Dass das Pokalfinale ganz generell etwas Besonderes ist - für Spieler, Trainer, Klubs und Fans -, ist hinreichend bekannt und hier auch ausreichend geschildert. In diesem Jahr könnte der finale Höhepunkt der Saison wieder einmal über die Spielzeit hinauswirken. Wie 2012. Da zerlegte der zweifache Meister Borussia Dortmund den stolzen FC Bayern München in seine Einzelteile, 5:2 hieß es am Ende für den BVB. Der künftige Münchner Stürmer Robert Lewandowski schoss für Schwarz-Gelb drei Tore. Die bislang letzte Demütigung auf nationaler Ebene nahm der FC Bayern als Ansporn. »Wir werden unsere Mannschaft so lange verstärken, bis wir wieder alleine sind«, kündigte der damalige Präsident Uli Hoeneß eine Transferoffensive an.

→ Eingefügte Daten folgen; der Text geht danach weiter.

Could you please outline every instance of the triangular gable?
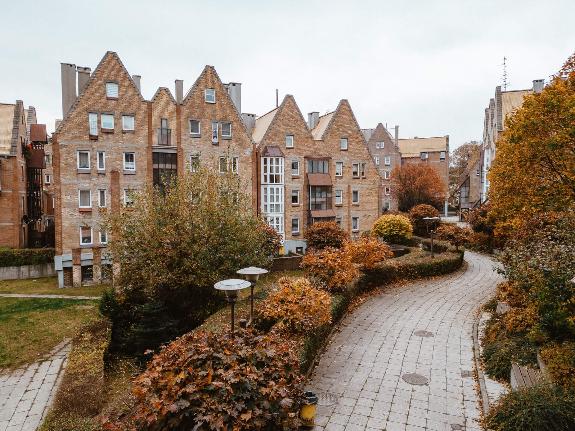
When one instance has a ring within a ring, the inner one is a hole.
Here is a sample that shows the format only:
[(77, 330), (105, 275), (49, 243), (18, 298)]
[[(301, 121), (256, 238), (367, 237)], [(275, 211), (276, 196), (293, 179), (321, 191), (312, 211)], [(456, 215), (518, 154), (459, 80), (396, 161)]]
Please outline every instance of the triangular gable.
[(116, 52), (114, 52), (113, 51), (108, 51), (104, 55), (104, 56), (102, 57), (102, 60), (100, 60), (100, 62), (96, 67), (96, 68), (94, 70), (94, 72), (93, 72), (91, 75), (90, 75), (90, 78), (88, 79), (87, 82), (86, 82), (86, 85), (84, 86), (84, 88), (82, 88), (82, 92), (78, 95), (78, 97), (76, 98), (76, 100), (74, 101), (74, 102), (73, 103), (72, 103), (72, 106), (70, 107), (70, 109), (68, 110), (68, 112), (66, 113), (66, 116), (64, 116), (64, 119), (60, 123), (60, 125), (58, 126), (57, 129), (56, 129), (56, 132), (55, 132), (54, 133), (59, 133), (60, 130), (62, 130), (62, 127), (64, 126), (64, 125), (66, 124), (66, 122), (68, 121), (68, 119), (70, 117), (70, 116), (72, 114), (72, 113), (74, 111), (74, 110), (75, 110), (76, 106), (80, 102), (80, 100), (82, 99), (82, 97), (83, 97), (84, 94), (86, 93), (86, 90), (90, 87), (90, 84), (91, 84), (92, 81), (94, 80), (94, 76), (96, 76), (96, 75), (98, 74), (98, 72), (101, 68), (102, 65), (106, 61), (108, 61), (108, 57), (110, 56), (115, 58), (116, 60), (118, 61), (118, 63), (120, 64), (120, 67), (122, 68), (122, 70), (123, 70), (124, 72), (126, 74), (126, 76), (128, 78), (128, 80), (132, 84), (132, 86), (133, 87), (134, 91), (136, 91), (136, 94), (137, 94), (137, 95), (140, 97), (140, 100), (141, 100), (142, 102), (146, 101), (145, 99), (144, 99), (144, 97), (142, 96), (141, 93), (140, 91), (140, 90), (136, 85), (136, 83), (135, 83), (133, 80), (132, 79), (132, 76), (131, 76), (130, 74), (128, 73), (128, 71), (126, 70), (126, 68), (124, 67), (124, 63), (122, 63), (122, 60), (120, 59), (120, 57), (118, 56), (118, 55)]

Gesagt, getan: Im folgenden Sommer kamen nicht nur neue Spieler für über 70 Millionen Euro nach München, sondern auch Matthias Sammer. Das Ergebnis: Die Bayern wurden Meister und gewannen die Champions League - im Finale gegen den BVB. Auch wenn die Beziehung beider Vereine mit wachsender Rivalität immer schlechter wurde, in einer Angelegenheit war man sich in München und Dortmund einig. Der FC Bayern, den alle Welt danach als Maß der Dinge bezeichnete, sei nur so stark geworden, weil ihn die Borussia dahin getrieben habe.

Endstation Berlin: Die den Münchnern damals allseits versprochene Ära des Erfolgs könnte ausgerechnet gegen Dortmund ihren Schlusspunkt finden. Wieder im Pokalfinale, wieder im Olympiastadion. Denn nun ist die Borussia wieder in der herausfordernden Rolle. Nun spricht BVB-Boss Hans-Joachim Watzke gegenüber »dpa« über neues Personal und viel Geld: »Wir haben eine wirtschaftliche Situation, die es uns erlaubt, uns nicht über die Investitionssumme zu definieren, sondern über die Idee. Ist die Idee gut, haben wir keine Limits. Aber es muss Potenzial und Fantasie dahinter stecken. Das ist der entscheidende Punkt und nicht, ob es 25, 30 oder 35 Millionen sind.«

Die Dortmunder sind klug genug, nicht die nationale Vormachtstellung der Münchner infrage zu stellen. Aber: »Die Bayern werden uns nicht los«, verspricht Watzke. Einen kleinen Vorgeschmack lieferte das letzte Ligaspiel zwischen beiden Klubs. Die Dortmunder gewannen überlegen mit 3:0 in der Münchner Arena. Diese Saison hatte der BVB von vornherein als Übergangsspielzeit angesehen. Früher als erwartet könnte er am Sonnabend schon in Berlin einen Titel feiern - und somit auch den ersten wirklichen Erfolg gegen den FC Bayern seit dem Pokalfinale vor zwei Jahren.

Die DFL sollte nicht neidisch sein, sondern sich heute einfach nur freuen. Konkurrenz belebt das eigene Geschäft. Das beweisen gerade auch die beiden Pokalfinalisten.